Before Johannes Gutenberg started creating commercial products for the Catholic Church on his press, creating a manuscript, or book, by hand was painstaking work that not everyone could perform.  These hand-made books were truly works of art and needed a special person with a steady hand.  The calligraphy captured in these old tomes is exquisite to behold for sure.  However, very few people saw them.  Written-by-hand texts and scrolls existed long before Gutenberg, but few people were literate enough to read writing of any sort.  It was also not thought of as a needed skill for the majority of the public in most countries.  Back then it was good to be the king.  We have come a long way in a short time. 

Today, we use electronic computer boards, integrated circuits, and a whole lot of wire to get our “printing press” humming.  No need to crank the screw to bring down the typeface.  Everything is digital, electric, and fast.  Today’s production printers print over a hundred pages per minute, in color, both sides.  I would say that is a long way from Gutenberg.  

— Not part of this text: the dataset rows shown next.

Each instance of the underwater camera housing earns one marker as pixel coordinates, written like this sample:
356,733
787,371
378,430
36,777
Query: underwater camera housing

Mass printing may have started with Guttenberg and his press.  Recording our history for posterity has been a human trait since we learned to think.  The first “artists” drew their masterpieces on rock walls in inks we would probably not want to know about today.  Later came their descendants using carved tools upon rock tablets.  First needing to make the tool, then producing a message for history upon their tablet.  For all time, right?  Think of the Rosetta Stone.  A message passed through time allowing us a glimpse to an ancient history we may have missed without it.  The ability to pass along our history, our truth, is priceless.  We should all embrace our own unique history.

As printers ourselves, The Document Group loves talking the history of printing, or anything printing really.  We love the thought of our small contribution to this wonderful industry.  We invite you to join us in honoring those printers who came before us, printed a new road through the wilderness of civilization, and shined the light of knowledge upon the world.